Spanish theologian (1566–1628)

Tomaso Malvenda (1566 - 7 May 1628) was a Spanish Dominican exegete and historical critic.

==Life==
Malvenda was born in Xàtiva, Valencia. He entered the Dominicans in his youth; at the age of thirty-five, he seems to have already taught philosophy and theology. His criticisms on the Annales Ecclesiastici of Baronius, embodied in a letter to the letter to the author (1600), showed ability, and Baronius used his influence to have Malvenda summoned to Rome. Here, he was an adviser to the cardinal, while also employed in revising the Dominican Breviary, annotating Brasichelli's Index Expurgatorius, and writing some annals of the order (they were published against his wishes and without his revision). To this period also belong his "Antichristo libri XI" (Rome, 1604), and "De paradiso voluptatis" (Rome, 1605).
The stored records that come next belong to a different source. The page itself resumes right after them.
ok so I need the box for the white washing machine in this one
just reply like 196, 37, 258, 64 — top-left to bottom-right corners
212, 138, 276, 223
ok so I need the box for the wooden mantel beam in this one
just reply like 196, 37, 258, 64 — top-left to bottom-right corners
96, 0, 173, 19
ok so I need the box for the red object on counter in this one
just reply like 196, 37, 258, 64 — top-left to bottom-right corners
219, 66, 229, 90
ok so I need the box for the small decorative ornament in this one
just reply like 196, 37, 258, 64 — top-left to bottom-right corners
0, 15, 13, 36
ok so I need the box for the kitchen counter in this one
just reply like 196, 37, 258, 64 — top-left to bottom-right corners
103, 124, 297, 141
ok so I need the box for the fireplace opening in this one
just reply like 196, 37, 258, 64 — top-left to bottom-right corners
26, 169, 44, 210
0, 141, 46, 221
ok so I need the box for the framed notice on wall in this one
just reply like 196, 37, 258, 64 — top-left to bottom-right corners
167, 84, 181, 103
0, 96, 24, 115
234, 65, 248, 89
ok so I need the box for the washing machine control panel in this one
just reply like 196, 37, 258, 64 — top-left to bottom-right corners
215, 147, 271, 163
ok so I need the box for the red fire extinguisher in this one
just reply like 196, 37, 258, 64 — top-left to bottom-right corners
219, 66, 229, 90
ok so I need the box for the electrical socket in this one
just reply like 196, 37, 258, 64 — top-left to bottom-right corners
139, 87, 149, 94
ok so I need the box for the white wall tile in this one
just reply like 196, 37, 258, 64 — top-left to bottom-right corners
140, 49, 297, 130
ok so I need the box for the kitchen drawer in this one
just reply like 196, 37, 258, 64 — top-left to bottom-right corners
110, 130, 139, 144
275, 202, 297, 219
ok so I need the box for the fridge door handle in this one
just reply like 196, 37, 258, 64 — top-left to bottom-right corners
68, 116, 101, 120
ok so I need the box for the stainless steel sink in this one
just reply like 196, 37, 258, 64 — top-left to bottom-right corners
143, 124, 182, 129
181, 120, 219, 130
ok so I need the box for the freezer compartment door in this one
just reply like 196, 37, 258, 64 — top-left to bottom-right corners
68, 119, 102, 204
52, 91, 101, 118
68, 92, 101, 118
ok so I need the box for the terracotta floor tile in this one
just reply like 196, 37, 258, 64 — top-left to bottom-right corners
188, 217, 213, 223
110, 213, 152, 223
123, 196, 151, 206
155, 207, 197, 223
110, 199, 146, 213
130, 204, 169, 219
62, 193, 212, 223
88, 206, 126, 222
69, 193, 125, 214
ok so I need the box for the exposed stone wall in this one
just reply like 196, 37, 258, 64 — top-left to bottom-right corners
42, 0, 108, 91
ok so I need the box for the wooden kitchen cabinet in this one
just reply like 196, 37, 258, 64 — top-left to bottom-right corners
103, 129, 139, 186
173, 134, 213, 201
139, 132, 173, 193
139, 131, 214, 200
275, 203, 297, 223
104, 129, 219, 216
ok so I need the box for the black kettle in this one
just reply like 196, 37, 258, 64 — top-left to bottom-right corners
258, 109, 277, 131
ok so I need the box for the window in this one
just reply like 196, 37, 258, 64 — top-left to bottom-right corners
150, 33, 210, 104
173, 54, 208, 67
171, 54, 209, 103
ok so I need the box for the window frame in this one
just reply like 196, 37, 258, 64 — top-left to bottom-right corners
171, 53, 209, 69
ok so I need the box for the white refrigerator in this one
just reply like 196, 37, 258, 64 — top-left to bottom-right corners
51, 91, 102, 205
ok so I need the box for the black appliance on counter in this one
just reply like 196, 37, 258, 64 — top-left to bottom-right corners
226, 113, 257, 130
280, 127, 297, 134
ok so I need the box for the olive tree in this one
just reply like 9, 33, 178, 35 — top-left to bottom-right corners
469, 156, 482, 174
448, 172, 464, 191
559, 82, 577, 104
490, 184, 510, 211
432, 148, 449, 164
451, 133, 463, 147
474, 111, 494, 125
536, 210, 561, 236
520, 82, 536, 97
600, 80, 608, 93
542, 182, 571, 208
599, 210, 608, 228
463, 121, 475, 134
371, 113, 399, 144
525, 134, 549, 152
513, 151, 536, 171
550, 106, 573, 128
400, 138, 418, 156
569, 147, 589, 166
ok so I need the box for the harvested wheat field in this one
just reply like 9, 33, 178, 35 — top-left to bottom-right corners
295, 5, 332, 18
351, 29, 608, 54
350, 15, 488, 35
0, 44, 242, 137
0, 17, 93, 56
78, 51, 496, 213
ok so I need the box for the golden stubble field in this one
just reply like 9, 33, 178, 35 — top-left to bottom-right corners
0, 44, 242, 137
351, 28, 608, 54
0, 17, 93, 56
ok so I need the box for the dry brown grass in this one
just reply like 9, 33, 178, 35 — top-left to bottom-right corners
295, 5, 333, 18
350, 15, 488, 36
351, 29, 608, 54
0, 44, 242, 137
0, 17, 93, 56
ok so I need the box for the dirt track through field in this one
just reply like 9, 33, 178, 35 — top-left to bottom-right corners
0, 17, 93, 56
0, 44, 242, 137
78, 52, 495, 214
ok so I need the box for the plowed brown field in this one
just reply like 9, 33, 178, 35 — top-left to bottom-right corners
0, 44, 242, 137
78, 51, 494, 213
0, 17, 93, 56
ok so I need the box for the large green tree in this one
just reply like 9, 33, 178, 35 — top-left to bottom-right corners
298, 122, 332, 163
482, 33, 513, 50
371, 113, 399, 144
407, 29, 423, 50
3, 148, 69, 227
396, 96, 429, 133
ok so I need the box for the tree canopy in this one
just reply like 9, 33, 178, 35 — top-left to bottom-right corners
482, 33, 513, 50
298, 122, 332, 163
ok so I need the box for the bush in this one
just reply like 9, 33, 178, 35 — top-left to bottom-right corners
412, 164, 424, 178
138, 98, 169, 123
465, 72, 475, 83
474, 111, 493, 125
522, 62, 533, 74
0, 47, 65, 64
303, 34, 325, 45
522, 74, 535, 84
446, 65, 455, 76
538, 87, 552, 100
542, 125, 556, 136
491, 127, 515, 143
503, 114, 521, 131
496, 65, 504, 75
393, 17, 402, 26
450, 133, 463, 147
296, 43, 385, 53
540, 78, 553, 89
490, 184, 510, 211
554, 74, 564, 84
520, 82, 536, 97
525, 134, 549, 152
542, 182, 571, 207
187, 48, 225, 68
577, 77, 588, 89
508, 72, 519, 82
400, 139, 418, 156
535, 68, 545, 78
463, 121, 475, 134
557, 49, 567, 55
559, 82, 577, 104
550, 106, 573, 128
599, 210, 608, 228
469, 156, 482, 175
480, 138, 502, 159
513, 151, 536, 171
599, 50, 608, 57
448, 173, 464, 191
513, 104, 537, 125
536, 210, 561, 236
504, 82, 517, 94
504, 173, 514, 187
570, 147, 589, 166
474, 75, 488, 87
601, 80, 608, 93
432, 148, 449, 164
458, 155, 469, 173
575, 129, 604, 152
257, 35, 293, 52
Returning to Spain in 1608, Malvenda undertook a new version of the Old Testament in Latin, with commentaries. This he had carried as far as Ezechiel, xvi, 16, when he died. It gives a rendering into Latin of every word in the original; but many of the Latin words employed are intelligible only through equivalents supplied in the margin. The work was published at Lyon in 1650 as "Commentaria in S. Scripturam, una cum nova de verbo in verbum ex hebraeo translatione" etc.